The majority of Nick’s customers are still coming to pick up their orders, but the demand for delivery is growing, accounting for 15% of the current business. However, across the two sites, which usually seat around 350 people each, sales have dipped 55% since lockdown started.
“Having a forecasted cashflow model has never been more important,” says Sarillo, who has instituted weekly meetings, modelling out for the next couple of months in order to fully prepare. “The first time we did this, we realized we were going to run out of money in the first week of May, so it’s been a great exercise – not a fun exercise, but effective! It enabled us to look at the worst-case scenario, figure out where to dial back and what we needed to do to extend our runway. We called our bank and our landlord, our utilities and suppliers, proactively having conversations about where we could push back payments if needed.”
Sarillo attributes Nick’s ability to pull together and survive such difficult circumstances to the purpose and values the company is built on. This was something he started to develop in 2002, with the help of foodservice consultant Rudy Miick FCSI, founder and president of The Miick Companies, LLC, in Boulder, Colorado.

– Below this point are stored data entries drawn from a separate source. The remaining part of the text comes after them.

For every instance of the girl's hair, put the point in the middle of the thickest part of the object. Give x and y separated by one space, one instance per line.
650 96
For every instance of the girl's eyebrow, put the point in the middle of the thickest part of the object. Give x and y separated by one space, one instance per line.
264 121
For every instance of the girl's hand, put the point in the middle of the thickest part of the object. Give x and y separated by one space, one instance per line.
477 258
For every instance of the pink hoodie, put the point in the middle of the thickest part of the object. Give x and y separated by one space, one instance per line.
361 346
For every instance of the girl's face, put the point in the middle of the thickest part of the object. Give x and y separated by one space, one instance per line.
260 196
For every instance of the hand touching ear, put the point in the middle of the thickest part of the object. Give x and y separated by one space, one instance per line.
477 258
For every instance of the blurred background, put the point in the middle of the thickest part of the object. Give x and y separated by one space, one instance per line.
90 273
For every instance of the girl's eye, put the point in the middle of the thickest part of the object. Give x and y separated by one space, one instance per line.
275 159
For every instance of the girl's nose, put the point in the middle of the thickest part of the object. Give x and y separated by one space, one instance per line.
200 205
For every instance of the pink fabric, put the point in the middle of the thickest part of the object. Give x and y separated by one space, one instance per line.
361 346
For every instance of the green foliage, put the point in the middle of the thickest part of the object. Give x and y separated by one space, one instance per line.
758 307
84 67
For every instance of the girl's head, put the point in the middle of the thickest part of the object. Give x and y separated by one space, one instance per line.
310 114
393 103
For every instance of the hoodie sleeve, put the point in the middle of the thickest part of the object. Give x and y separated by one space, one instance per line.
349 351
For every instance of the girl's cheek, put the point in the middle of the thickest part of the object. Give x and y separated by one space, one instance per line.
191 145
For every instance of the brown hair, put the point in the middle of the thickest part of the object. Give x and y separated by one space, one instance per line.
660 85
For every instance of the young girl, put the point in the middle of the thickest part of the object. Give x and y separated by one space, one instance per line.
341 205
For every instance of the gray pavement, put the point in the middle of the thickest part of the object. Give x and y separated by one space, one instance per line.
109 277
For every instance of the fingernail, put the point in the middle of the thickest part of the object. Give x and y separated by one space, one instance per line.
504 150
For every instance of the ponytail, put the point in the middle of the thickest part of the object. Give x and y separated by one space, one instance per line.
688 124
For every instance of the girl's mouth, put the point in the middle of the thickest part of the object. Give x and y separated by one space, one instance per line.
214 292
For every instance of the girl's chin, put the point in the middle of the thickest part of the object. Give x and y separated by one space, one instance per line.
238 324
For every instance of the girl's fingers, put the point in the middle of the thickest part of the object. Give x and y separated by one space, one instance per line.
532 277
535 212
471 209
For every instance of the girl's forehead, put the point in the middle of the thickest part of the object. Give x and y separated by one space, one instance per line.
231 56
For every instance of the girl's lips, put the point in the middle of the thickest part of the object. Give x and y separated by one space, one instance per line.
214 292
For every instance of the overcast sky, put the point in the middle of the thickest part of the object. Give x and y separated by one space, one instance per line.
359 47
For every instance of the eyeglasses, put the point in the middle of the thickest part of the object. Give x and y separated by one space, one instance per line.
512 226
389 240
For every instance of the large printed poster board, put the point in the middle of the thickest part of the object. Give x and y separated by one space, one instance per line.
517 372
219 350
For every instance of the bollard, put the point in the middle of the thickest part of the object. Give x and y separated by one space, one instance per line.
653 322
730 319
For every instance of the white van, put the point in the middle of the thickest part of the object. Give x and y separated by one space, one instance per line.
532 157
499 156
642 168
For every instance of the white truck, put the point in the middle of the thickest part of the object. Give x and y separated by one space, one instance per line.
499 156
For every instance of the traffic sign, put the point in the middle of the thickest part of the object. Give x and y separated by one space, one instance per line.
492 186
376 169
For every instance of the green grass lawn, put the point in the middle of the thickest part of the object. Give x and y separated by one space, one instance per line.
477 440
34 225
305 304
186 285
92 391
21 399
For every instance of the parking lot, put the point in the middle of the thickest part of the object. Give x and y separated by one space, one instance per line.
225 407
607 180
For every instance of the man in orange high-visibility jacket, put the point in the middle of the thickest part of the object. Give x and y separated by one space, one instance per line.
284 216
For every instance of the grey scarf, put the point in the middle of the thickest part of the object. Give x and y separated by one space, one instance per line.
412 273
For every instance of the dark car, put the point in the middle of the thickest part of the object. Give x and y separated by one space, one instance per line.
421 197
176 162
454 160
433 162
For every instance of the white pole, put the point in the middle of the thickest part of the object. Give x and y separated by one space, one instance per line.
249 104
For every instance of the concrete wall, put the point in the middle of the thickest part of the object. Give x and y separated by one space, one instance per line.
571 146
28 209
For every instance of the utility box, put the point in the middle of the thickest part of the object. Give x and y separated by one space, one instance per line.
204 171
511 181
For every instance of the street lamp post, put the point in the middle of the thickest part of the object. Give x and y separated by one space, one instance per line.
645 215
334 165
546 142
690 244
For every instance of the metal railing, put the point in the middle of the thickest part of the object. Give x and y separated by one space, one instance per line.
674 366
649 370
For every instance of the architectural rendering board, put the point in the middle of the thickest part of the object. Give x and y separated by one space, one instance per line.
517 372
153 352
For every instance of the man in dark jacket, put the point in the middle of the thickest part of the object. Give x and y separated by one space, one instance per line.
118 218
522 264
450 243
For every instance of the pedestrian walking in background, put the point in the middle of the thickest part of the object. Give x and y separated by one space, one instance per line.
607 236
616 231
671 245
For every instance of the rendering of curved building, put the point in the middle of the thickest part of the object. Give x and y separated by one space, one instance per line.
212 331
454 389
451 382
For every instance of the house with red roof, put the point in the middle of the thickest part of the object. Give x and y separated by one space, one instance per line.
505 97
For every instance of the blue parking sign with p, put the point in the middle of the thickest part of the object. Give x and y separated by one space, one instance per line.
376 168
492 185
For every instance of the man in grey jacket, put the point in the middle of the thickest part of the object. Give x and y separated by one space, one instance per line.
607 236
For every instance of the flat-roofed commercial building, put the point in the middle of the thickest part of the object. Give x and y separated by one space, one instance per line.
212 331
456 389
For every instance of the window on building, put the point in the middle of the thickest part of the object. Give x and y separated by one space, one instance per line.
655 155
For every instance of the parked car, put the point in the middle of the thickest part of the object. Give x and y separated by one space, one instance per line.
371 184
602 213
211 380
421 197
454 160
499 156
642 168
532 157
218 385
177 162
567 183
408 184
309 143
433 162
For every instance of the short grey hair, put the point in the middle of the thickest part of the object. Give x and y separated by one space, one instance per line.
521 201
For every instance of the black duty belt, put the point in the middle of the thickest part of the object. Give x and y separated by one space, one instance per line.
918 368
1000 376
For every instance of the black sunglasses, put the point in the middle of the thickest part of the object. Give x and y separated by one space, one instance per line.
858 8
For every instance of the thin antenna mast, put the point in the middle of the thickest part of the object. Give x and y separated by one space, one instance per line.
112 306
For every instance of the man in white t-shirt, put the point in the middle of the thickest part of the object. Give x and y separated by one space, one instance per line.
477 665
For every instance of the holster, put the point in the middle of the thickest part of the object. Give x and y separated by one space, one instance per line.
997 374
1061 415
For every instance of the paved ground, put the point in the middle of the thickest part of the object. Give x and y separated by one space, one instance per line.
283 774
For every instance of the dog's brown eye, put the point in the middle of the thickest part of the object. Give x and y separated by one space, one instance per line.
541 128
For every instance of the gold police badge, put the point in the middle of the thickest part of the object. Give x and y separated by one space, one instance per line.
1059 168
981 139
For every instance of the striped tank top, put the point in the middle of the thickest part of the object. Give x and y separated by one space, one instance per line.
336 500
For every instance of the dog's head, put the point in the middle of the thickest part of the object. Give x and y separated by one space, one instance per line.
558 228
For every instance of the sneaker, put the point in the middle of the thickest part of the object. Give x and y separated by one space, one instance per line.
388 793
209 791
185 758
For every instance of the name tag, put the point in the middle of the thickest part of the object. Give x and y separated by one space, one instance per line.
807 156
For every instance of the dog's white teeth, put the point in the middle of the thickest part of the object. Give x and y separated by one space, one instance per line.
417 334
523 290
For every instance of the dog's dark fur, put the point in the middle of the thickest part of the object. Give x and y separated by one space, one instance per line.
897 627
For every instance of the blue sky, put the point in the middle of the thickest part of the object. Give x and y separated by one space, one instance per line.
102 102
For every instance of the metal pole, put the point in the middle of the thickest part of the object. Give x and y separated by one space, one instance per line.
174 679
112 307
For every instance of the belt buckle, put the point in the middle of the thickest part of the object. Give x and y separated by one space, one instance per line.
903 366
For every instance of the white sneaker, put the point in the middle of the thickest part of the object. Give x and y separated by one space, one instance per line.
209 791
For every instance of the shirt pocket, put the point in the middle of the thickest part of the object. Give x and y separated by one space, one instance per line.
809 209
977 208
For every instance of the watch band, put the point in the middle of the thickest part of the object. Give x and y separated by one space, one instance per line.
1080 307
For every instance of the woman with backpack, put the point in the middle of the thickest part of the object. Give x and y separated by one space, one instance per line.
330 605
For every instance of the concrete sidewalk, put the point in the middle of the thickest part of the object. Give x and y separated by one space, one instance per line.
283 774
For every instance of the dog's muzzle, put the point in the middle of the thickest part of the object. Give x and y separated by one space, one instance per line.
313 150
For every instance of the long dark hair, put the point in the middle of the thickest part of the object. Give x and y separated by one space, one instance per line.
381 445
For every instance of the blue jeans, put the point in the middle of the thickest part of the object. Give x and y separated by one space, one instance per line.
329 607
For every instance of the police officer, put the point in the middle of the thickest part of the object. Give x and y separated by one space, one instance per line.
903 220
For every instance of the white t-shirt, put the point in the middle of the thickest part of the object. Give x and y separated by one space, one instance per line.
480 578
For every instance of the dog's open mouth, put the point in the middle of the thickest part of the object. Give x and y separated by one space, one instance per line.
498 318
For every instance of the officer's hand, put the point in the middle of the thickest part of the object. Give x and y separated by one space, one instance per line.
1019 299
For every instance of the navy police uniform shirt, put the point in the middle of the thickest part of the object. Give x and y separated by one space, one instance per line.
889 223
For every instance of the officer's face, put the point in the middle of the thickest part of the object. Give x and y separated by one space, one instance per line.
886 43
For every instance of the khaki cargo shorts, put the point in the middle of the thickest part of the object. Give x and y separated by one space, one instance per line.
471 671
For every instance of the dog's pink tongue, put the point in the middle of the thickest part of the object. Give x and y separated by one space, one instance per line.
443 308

“Leaders often don’t see their impact. Culture comes out of behavior, not talk,” explains Miick. “Nick is exceedingly conscious of this and it’s evident in the way he prioritizes people.”
This process was a gamechanger for the company. “Every organization is about people, especially in the hospitality industry,” says Sarillo. “Defining the kind of culture you want to have and then living that out as leaders makes such a big difference.”
It not only led to a happier and more motivated workforce, but increased productivity and reduced staff turnover to 25%. This is something Sarillo wants to maintain, even in the current crisis, so Nick’s has appointed a liaison for each restaurant to keep their teams connected.
“The general managers already have their hands full, so the liaison is like our virtual party planner for the team. We want to stay connected for the purposes of mental and emotional wellbeing, because we want to take care of each other – we’re family.”
Planning for the future
The strategies Nick’s has put in place so far stand the company in good stead to weather this storm. The company has learned a lot about delivery during this time and taken the opportunity to tighten up that side of the business.
“I used to leave the pizza delivery business to the big chains, but now that we’ve focused into it, there’s an experience side for families that we can really do well and have fun with,” says Sarillo.
What’s more, he’s confident that Nick’s will be able to welcome back all of its furloughed staff and is looking forward to celebrating with them once the pandemic is over.
“People will be keen get out and socialize, and we’re going to need restaurants to gather in,” he says. “It’s also our 25 anniversary this year, so we’re talking about how we can have a big party – we’re all going to be happy and grateful for a lot of things that we typically took for granted, so it’ll be great to celebrate together.”